Quanto à demonstração, devemos dizer que essas diminuições e acréscimos de tempo —até chegar, como se costuma dizer, a um 'mínimo em que não há' ou a um 'máximo em que há'— carecem de relevância e não permitem concluir nada em eventos casuais; de fato, como esses eventos ocorrem uma ou mais vezes de um ou de outro modo, dependendo da magnitude de uma ou outra virtude causal, por essa razão, não podemos deduzir causalmente um termo determinado e definido matematicamente, mas por acaso acontece que algumas vezes ocorrem do mesmo modo em maior número —mas indefinido— e outras vezes em menor número, embora em algumas ocasiões também aconteça que o evento não ocorra desse modo nem mesmo uma única vez, na medida em que —por assim dizer— ocorre casualmente e por acaso.
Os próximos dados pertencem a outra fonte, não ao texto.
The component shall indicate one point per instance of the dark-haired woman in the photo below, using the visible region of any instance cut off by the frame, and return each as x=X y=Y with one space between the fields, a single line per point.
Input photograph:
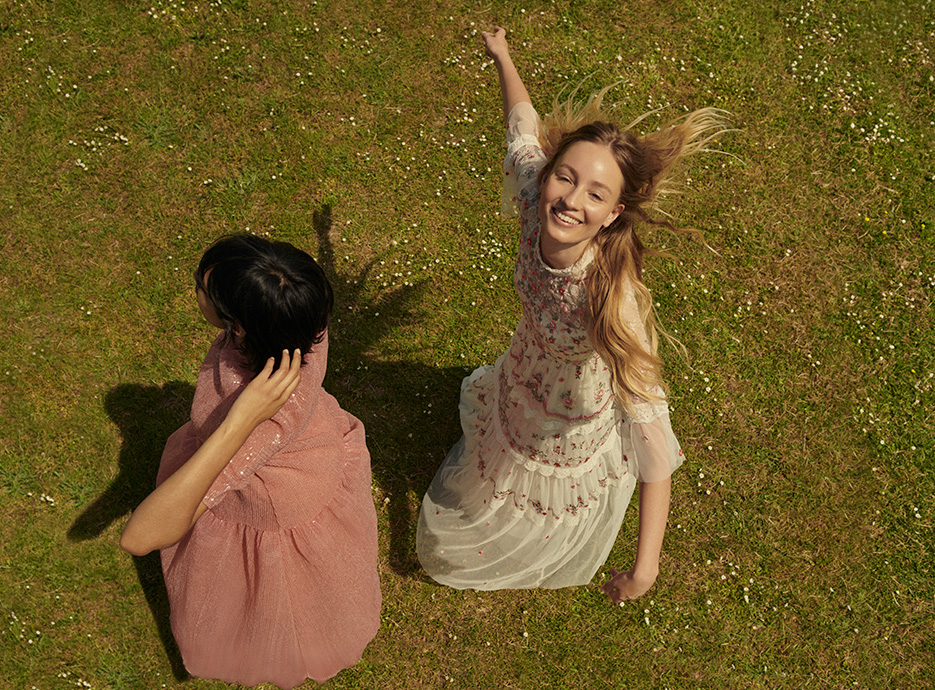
x=559 y=432
x=263 y=507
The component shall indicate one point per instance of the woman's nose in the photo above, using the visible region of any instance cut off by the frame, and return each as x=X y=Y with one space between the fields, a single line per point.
x=572 y=198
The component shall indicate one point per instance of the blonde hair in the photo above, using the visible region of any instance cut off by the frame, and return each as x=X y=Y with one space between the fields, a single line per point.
x=646 y=162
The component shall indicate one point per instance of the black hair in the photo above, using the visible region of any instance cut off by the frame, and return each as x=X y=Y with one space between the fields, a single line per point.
x=269 y=296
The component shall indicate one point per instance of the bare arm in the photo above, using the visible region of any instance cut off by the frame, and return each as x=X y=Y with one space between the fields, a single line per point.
x=511 y=85
x=166 y=515
x=654 y=513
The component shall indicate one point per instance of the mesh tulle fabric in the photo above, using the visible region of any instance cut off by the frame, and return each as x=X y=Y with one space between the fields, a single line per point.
x=276 y=582
x=535 y=492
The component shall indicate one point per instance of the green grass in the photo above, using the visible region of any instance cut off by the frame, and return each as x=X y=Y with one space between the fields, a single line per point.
x=800 y=543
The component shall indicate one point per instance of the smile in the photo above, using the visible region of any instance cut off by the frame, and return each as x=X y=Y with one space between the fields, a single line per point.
x=568 y=220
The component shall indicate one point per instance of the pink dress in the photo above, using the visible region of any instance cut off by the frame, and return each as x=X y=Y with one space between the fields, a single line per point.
x=277 y=581
x=534 y=493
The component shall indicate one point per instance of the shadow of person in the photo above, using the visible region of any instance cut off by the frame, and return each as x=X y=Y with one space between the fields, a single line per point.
x=410 y=410
x=146 y=416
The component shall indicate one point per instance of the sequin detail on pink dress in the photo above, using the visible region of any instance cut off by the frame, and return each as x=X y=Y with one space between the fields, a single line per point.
x=277 y=581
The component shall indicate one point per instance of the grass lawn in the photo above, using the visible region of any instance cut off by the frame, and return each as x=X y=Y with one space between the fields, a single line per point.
x=800 y=548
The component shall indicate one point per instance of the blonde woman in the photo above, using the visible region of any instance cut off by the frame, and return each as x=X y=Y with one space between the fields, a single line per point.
x=559 y=432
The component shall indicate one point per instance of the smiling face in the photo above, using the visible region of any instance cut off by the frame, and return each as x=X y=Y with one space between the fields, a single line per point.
x=579 y=196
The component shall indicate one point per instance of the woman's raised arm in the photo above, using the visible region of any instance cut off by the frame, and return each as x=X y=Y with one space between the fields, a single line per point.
x=511 y=85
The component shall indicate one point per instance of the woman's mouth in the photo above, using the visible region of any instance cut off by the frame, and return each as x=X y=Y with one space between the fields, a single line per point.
x=565 y=219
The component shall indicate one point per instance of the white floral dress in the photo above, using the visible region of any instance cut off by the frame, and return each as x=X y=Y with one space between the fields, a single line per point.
x=534 y=493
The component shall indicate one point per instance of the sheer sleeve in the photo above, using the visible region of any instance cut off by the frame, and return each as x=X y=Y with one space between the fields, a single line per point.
x=275 y=433
x=524 y=157
x=657 y=452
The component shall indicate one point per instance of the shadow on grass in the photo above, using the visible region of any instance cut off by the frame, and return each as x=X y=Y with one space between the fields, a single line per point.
x=391 y=398
x=146 y=416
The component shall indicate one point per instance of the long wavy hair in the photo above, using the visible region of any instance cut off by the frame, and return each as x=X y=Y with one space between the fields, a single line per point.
x=646 y=162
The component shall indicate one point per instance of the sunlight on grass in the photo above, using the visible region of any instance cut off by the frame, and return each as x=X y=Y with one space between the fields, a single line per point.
x=800 y=543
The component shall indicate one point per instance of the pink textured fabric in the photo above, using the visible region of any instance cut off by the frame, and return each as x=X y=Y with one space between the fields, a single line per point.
x=277 y=581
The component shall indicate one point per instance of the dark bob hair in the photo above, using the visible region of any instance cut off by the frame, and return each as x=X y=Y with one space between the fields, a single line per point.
x=270 y=296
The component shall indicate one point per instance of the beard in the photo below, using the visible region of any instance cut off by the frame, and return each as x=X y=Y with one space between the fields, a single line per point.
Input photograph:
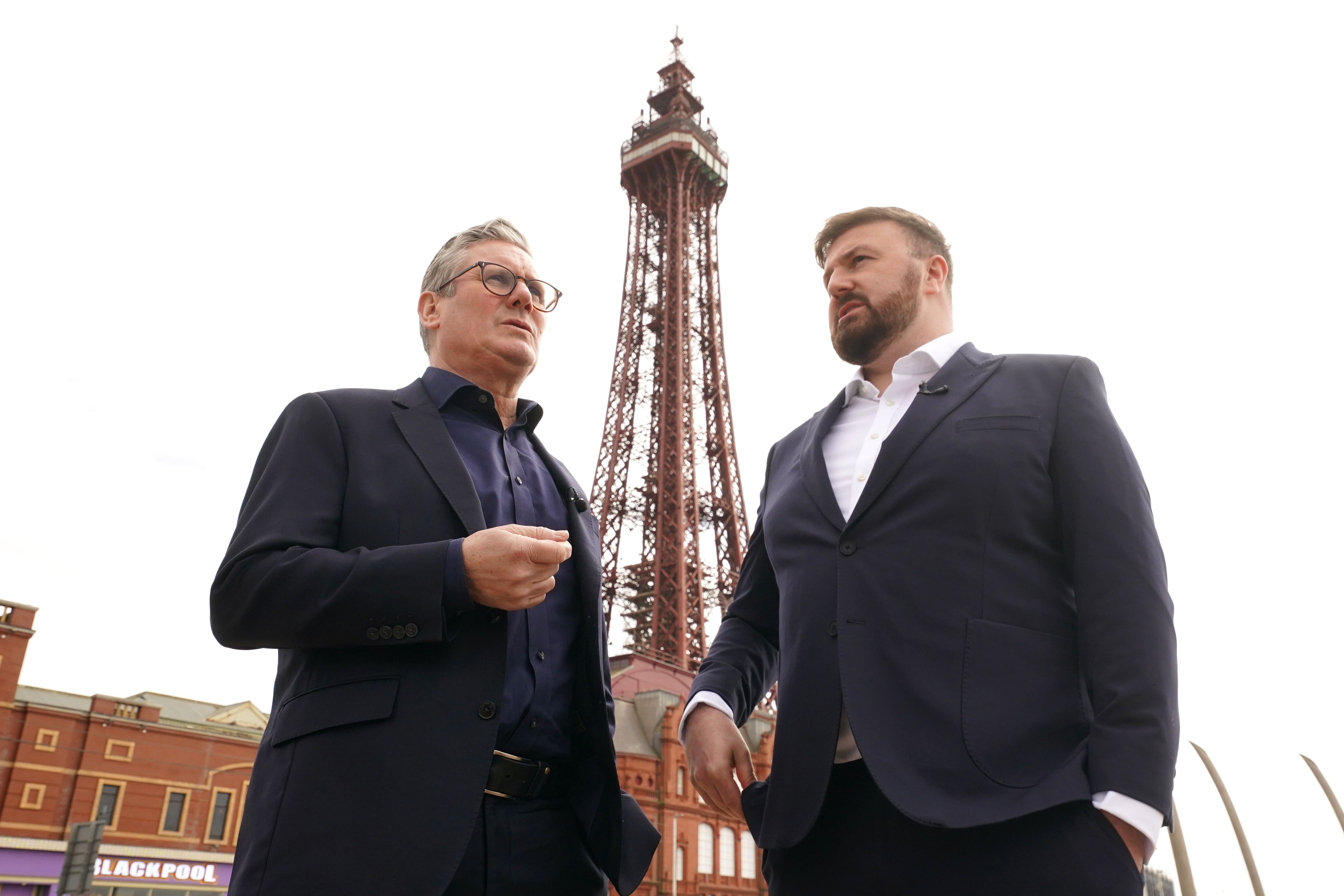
x=861 y=338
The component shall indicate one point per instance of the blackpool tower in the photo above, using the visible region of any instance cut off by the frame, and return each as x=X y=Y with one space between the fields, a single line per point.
x=667 y=491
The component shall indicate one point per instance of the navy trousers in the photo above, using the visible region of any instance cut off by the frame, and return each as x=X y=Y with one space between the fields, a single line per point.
x=862 y=844
x=527 y=848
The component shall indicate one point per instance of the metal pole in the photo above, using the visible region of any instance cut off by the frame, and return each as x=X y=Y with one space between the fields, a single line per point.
x=1326 y=786
x=1232 y=815
x=1183 y=875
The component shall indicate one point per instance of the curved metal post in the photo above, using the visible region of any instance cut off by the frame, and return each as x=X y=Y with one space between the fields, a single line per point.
x=1326 y=786
x=1183 y=874
x=1232 y=815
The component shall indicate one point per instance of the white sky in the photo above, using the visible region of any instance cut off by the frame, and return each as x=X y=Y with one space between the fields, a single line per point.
x=209 y=210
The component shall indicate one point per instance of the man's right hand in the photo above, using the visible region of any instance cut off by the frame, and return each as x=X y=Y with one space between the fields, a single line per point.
x=513 y=567
x=714 y=749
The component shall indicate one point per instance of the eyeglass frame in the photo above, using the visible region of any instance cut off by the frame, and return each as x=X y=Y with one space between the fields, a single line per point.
x=517 y=280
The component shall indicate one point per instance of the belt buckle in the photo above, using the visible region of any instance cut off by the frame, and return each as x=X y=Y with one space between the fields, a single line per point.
x=534 y=785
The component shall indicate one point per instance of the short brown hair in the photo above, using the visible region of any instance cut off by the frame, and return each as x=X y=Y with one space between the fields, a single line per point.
x=926 y=240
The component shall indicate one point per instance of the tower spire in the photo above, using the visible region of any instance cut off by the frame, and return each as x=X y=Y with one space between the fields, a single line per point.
x=667 y=478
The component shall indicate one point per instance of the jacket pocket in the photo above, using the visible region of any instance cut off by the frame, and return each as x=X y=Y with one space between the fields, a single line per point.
x=332 y=706
x=1022 y=711
x=1031 y=424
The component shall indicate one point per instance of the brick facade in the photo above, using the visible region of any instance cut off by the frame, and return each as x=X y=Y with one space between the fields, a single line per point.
x=168 y=774
x=650 y=761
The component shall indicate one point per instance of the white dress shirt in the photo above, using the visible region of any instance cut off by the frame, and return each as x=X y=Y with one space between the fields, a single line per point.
x=851 y=449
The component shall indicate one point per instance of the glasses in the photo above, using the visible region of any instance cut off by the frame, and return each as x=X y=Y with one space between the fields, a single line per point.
x=502 y=281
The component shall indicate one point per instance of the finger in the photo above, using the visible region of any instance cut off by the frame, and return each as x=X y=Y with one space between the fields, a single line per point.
x=744 y=765
x=716 y=788
x=538 y=533
x=548 y=553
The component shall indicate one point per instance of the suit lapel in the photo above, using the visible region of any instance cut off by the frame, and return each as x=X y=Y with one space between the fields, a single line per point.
x=424 y=429
x=815 y=476
x=964 y=373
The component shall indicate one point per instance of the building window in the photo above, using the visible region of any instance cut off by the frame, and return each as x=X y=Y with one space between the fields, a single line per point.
x=748 y=855
x=175 y=810
x=705 y=851
x=107 y=808
x=33 y=796
x=728 y=847
x=119 y=750
x=220 y=815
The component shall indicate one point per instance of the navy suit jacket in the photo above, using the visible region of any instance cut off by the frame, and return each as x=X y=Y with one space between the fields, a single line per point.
x=373 y=768
x=994 y=613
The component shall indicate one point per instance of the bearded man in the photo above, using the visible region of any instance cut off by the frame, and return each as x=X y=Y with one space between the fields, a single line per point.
x=956 y=579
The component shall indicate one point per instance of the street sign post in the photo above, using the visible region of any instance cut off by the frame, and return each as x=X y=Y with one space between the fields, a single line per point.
x=81 y=859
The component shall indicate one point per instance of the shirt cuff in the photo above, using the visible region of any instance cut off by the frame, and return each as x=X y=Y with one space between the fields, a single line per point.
x=456 y=597
x=1147 y=820
x=709 y=699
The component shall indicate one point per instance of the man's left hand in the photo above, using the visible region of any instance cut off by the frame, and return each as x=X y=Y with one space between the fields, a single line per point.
x=1136 y=841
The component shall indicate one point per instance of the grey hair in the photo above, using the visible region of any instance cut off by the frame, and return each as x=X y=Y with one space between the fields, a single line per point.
x=448 y=261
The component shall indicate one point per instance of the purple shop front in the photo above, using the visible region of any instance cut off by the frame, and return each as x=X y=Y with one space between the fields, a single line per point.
x=31 y=867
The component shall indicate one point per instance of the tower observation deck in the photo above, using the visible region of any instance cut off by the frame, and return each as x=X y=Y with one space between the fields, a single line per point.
x=667 y=491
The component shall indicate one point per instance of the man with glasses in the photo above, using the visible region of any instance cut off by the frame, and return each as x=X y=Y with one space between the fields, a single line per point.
x=429 y=574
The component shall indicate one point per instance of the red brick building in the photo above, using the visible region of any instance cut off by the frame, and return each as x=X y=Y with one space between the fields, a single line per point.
x=702 y=852
x=168 y=776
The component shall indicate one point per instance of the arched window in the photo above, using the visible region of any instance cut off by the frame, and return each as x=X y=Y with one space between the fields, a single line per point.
x=748 y=860
x=728 y=847
x=705 y=851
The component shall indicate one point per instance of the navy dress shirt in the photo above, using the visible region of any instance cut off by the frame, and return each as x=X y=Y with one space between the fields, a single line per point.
x=515 y=487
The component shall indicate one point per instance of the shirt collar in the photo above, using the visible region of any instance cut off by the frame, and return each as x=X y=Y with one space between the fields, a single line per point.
x=447 y=386
x=925 y=361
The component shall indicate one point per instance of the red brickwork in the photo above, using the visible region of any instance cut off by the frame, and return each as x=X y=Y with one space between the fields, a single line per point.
x=58 y=750
x=654 y=782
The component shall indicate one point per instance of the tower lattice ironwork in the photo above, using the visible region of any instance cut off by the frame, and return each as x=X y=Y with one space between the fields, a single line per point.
x=667 y=478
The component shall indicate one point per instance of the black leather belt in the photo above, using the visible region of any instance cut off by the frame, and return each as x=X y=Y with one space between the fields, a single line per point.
x=518 y=778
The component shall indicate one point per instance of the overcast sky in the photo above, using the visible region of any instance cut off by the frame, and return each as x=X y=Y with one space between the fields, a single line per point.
x=209 y=210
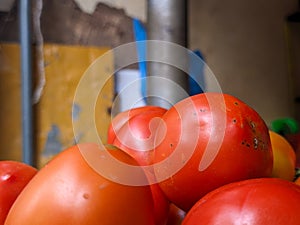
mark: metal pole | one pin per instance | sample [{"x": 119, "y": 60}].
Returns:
[
  {"x": 166, "y": 21},
  {"x": 26, "y": 78}
]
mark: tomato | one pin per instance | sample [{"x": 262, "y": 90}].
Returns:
[
  {"x": 136, "y": 138},
  {"x": 71, "y": 190},
  {"x": 175, "y": 216},
  {"x": 258, "y": 201},
  {"x": 14, "y": 176},
  {"x": 284, "y": 164},
  {"x": 206, "y": 141},
  {"x": 120, "y": 119}
]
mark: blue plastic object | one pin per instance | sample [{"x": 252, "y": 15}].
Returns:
[{"x": 140, "y": 36}]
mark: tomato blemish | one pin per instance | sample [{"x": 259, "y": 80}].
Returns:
[
  {"x": 86, "y": 196},
  {"x": 255, "y": 143}
]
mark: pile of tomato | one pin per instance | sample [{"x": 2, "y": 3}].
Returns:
[{"x": 209, "y": 159}]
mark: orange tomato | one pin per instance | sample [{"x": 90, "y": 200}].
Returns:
[
  {"x": 68, "y": 191},
  {"x": 253, "y": 202},
  {"x": 14, "y": 176},
  {"x": 284, "y": 157}
]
Isso é assim, embora em algumas ocasiões devamos reconhecer nos eventos certo componente de habilidade e técnica, porque não só deles depende o efeito, como já explicamos ao falar do lançamento dos dados. Por essa razão, da mesma forma que nenhum desses efeitos é certo —pois todos dependem da sorte—, também não podemos determinar o resultado do lançamento dos dados como se não pudesse ocorrer um maior.
Podemos reconhecer isso mesmo em cada um dos efeitos que dependem do livre arbítrio; no entanto, sem a necessidade de predefinir um espaço de tempo, de todas as coisas que em cada caso pode fazer, por causa de sua fraqueza, necessariamente não as fará todas. Como em cada caso qualquer deficiência depende da liberdade do arbítrio, é impossível determinar, ou assegurar matematicamente, quando ou em que ocasião ocorrerá, porque será quando o próprio livre arbítrio decidir livremente sucumbir.
Portanto, assim como é matéria de fé que, nesta vida, ninguém pode alcançar um aumento tão grande da graça que não possa alcançar um ainda maior, caso queira agir com maior força em virtude de seu livre arbítrio, porque não há ninguém que sempre aja com um impulso tal que não possa realizar um maior —se assim o desejar— durante todo o tempo que sua vida transcorrer neste mundo —no entanto, é coisa certíssima que ninguém pode alcançar um grau de magnitude de graça como o de Jesus Cristo e de sua Santíssima Mãe—, assim também, ninguém pode perseverar livre de pecado mortal ou venial durante um período de tempo sem que —tendo transcorrido esse período inteiramente livre de pecado— possa perseverar livre de pecado durante um período de tempo maior, porque a razão de pecarmos está em que, no momento em que o fazemos, está em nosso poder não pecar e continuar perseverando livres de pecado.
12. Por tudo o que foi dito, é evidente que nesta vida ninguém pode —por meio de seu livre-arbítrio— realizar em conjunto durante toda a vida tudo aquilo que pode fazer separadamente, assim como também o próprio Deus não pode realizar em conjunto em qualquer momento tudo o que pode fazer separadamente naquele momento; caso contrário, seu agir seria infinito e esgotaria sua potência, o que é manifestamente contraditório com sua onipotência.